Formal languages, deductive systems, and model-theoretic semantics are mathematical objects and, as such, the logician is interested in their mathematical properties and relations. Soundness, completeness, and most of the other results reported below [in that SEP entry] are typical examples. Philosophically, logic is the study of correct reasoning. Reasoning is an epistemic, mental activity. This raises questions concerning the philosophical relevance of the mathematical aspects of logic. How do deducibility and validity, as properties of formal languages--sets of strings on a fixed alphabet--relate to correct reasoning? What do the mathematical results reported below [in that SEP entry] have to do with the original philosophical issue?Shapiro goes on to list some possibilities; e.g. perhaps "the components of a logic provide the underlying deep structure of correct reasoning."
......Another possibility is that "because natural languages are vague and ambiguous, they should be replaced by formal languages," or rather (since formal languages are all defined using natural languages) "regimented, cleaned up for serious scientific and metaphysical work." Now, scientists often do define their own scientific terms; but how could that process apply to logic? Informal logic must be good enough for us to work out the correct formal language to use, if there is one (otherwise our justifications would become circular). "Another view is that a formal language is a mathematical model of a natural language in roughly the same sense as, say, a collection of point masses is a model of a system of physical objects." Such a view makes sense, in view of the many logics studied by logicians; but what, then, can we say about logic in the sense of correct reasoning? We use such a logic when we use any mathematical model scientifically; we must reason correctly about the model. Is classical logic a good model of informal logic?
......Despite the various logics that logicians work on, most arguments are presented in a classical logical style (even those about other logics). So presumably we do think that such components cut our reasoning pretty close to its joints, so to speak. Is classical logic correct? Some philosophers say so (e.g. Alexander Pruss recently gave that as a reason for rejecting open future views, in comments on this post of his), but I wonder how it is. It's hard for me to specify my worries without having already resolved them; but let's look at some simple logical arguments, such as might be used to introduce classical logic, and see how they may fail to be examples of classical logic (without going too far into the related problems of metaphor and vagueness).

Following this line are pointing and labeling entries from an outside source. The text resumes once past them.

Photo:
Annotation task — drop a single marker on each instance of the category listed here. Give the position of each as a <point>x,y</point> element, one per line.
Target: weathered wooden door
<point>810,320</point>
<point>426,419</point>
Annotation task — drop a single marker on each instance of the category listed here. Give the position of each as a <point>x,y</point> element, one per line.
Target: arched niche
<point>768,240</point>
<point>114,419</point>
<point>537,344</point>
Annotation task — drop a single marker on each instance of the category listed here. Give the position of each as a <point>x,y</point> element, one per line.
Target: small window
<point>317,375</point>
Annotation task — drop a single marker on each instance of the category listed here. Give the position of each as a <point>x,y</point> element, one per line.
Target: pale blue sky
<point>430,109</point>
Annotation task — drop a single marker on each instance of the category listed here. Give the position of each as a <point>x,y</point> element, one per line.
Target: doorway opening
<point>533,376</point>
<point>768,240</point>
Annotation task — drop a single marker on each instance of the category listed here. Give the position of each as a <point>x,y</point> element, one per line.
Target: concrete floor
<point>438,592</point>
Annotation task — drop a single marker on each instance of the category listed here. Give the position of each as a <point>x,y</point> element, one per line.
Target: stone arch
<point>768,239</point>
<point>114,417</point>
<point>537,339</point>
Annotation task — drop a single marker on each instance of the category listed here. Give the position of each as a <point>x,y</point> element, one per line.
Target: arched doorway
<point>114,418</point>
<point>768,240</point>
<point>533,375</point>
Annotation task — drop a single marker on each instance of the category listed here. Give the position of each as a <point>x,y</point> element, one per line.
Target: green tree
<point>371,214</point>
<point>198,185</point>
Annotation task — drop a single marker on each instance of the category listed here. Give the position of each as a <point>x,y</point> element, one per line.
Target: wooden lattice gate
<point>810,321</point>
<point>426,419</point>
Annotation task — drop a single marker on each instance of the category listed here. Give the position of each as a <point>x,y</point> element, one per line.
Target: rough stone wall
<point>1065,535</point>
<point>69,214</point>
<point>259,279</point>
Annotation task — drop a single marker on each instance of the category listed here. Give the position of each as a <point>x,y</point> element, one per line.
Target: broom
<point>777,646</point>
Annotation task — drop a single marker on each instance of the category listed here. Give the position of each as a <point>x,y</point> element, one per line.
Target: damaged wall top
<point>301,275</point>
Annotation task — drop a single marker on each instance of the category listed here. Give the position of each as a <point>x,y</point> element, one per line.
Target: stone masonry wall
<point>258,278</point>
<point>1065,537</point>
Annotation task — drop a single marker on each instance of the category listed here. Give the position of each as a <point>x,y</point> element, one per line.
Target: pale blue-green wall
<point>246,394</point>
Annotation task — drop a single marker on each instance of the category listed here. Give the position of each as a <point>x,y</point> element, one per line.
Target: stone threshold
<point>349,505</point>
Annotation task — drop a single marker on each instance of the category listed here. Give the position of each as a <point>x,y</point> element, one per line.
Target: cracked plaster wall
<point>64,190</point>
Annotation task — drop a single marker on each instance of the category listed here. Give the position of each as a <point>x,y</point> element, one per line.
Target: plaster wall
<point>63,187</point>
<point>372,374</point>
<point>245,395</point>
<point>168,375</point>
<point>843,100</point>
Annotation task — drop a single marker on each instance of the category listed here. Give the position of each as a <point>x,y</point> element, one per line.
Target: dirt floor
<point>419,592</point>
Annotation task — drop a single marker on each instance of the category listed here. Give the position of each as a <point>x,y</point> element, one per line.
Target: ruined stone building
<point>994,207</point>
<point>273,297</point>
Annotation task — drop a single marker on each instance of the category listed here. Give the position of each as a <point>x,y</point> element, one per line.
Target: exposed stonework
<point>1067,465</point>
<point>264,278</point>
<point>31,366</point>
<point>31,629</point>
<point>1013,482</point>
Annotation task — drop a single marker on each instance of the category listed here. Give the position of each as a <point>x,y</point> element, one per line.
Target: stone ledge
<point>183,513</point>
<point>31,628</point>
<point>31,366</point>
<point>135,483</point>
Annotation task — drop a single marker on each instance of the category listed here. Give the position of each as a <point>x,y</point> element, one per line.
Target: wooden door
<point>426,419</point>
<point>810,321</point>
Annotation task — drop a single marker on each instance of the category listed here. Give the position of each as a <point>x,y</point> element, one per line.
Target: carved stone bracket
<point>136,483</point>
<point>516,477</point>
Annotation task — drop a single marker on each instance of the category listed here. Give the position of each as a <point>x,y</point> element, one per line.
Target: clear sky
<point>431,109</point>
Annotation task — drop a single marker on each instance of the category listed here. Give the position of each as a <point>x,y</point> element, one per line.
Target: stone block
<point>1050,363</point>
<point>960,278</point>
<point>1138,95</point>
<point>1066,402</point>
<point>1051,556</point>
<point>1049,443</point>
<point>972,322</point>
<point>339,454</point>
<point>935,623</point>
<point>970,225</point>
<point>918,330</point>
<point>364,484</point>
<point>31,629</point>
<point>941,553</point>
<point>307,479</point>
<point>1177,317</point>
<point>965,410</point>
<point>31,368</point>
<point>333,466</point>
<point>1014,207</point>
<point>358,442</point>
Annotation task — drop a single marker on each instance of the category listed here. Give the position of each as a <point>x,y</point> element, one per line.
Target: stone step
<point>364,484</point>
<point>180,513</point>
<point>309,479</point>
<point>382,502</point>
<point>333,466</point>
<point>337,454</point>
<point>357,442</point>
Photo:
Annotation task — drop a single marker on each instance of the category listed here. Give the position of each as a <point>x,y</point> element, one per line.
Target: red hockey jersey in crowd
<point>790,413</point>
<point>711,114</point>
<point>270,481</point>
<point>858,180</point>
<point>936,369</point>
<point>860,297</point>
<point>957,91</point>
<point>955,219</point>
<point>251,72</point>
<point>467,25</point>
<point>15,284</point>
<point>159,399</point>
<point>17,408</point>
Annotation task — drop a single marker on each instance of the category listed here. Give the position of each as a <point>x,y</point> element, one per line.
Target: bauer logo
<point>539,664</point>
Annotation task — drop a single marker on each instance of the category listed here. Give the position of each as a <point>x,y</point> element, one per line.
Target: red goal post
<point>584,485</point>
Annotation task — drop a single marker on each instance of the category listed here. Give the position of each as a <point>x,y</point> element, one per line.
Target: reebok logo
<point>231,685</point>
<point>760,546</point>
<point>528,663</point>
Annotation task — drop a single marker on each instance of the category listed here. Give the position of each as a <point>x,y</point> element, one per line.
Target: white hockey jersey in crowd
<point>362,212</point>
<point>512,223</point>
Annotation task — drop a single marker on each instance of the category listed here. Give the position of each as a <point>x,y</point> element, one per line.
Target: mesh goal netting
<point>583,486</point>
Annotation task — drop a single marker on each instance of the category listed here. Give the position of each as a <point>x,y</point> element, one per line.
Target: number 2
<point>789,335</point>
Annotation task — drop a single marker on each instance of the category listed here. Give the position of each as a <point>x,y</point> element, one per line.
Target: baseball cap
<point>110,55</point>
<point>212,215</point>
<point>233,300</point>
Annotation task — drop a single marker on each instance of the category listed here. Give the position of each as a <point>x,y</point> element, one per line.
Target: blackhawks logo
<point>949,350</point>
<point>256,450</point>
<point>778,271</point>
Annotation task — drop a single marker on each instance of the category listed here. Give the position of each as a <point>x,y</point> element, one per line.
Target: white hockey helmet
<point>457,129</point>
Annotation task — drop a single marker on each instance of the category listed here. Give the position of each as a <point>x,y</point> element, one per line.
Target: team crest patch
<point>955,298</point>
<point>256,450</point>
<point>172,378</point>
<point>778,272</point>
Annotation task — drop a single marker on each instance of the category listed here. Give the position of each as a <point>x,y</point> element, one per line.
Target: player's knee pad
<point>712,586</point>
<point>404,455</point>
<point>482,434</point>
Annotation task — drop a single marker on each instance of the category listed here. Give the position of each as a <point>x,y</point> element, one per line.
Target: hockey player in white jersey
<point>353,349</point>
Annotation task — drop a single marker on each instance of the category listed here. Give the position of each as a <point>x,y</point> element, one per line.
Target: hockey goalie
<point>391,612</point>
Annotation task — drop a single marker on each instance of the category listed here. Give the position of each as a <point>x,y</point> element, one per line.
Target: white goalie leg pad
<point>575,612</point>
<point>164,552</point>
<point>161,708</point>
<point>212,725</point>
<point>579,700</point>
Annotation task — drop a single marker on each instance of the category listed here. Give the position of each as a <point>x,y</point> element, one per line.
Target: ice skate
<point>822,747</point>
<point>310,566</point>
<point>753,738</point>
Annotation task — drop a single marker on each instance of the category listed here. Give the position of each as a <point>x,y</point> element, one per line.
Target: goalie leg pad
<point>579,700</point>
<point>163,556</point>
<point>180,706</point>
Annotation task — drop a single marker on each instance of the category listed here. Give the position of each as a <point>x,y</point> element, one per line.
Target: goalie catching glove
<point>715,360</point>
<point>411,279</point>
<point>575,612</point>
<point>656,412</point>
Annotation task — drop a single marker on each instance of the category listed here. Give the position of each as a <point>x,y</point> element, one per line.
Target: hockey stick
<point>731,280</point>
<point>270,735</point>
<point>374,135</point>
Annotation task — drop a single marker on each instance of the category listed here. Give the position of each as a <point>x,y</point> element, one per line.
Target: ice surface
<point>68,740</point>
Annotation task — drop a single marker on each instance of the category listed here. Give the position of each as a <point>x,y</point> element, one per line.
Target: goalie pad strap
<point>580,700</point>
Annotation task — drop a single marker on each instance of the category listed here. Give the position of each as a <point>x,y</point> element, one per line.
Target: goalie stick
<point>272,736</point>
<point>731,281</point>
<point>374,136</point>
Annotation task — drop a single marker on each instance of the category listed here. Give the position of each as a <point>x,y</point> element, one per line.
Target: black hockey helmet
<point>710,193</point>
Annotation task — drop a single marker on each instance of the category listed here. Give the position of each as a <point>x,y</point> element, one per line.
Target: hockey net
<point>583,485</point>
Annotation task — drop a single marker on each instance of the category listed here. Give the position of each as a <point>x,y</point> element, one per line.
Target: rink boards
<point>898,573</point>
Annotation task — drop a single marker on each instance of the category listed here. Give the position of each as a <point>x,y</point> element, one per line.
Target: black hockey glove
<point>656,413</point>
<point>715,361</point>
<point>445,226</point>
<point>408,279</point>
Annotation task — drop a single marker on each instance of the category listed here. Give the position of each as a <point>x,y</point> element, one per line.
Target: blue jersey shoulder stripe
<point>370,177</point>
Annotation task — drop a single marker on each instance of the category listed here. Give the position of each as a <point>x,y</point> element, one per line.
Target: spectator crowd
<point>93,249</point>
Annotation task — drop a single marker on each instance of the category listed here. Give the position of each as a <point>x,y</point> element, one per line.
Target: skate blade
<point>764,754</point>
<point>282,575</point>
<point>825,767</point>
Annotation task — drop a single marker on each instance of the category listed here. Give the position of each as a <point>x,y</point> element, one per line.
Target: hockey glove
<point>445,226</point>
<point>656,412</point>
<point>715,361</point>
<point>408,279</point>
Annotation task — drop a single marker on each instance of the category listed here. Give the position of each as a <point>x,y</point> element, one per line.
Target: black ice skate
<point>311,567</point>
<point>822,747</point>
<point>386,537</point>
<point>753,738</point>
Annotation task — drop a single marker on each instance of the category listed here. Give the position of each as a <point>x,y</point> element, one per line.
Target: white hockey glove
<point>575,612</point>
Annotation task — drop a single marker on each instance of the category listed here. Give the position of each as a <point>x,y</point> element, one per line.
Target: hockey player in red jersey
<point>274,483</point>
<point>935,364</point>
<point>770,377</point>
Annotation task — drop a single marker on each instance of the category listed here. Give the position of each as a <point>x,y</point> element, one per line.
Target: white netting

......Grass is green, and all flesh is grass, so, is all flesh green? That's clearly invalid, the second premise being metaphorical; but did we use classical logic to work that out? And suppose I was holding something that wasn't green; could I deduce that it wasn't grass? Again no, because it's not true that all grass is always green. But what if all Blurps were always green; could I deduce that I wasn't holding a Blurp? I don't see why not. And surely I could put that argument in classical logical form. And yet if "is green" is a classical predicate, then not only what I'm holding, but anything and everything is either green or else not green (LEM); whereas there's clearly a shading from green, through greenish and vaguely greenish colours, to those that aren't green. Is it that classical logic is a good model, but that informal logic (real logic) must be slightly different? If so, what's the point of all that maths that Shapiro introduces (rather well)? I'm not saying there's no point to it. (I'm hoping it's not turning philosophy into a pseudo-science.) I'm rather asking whoever's reading this post, what do you think about classical logic?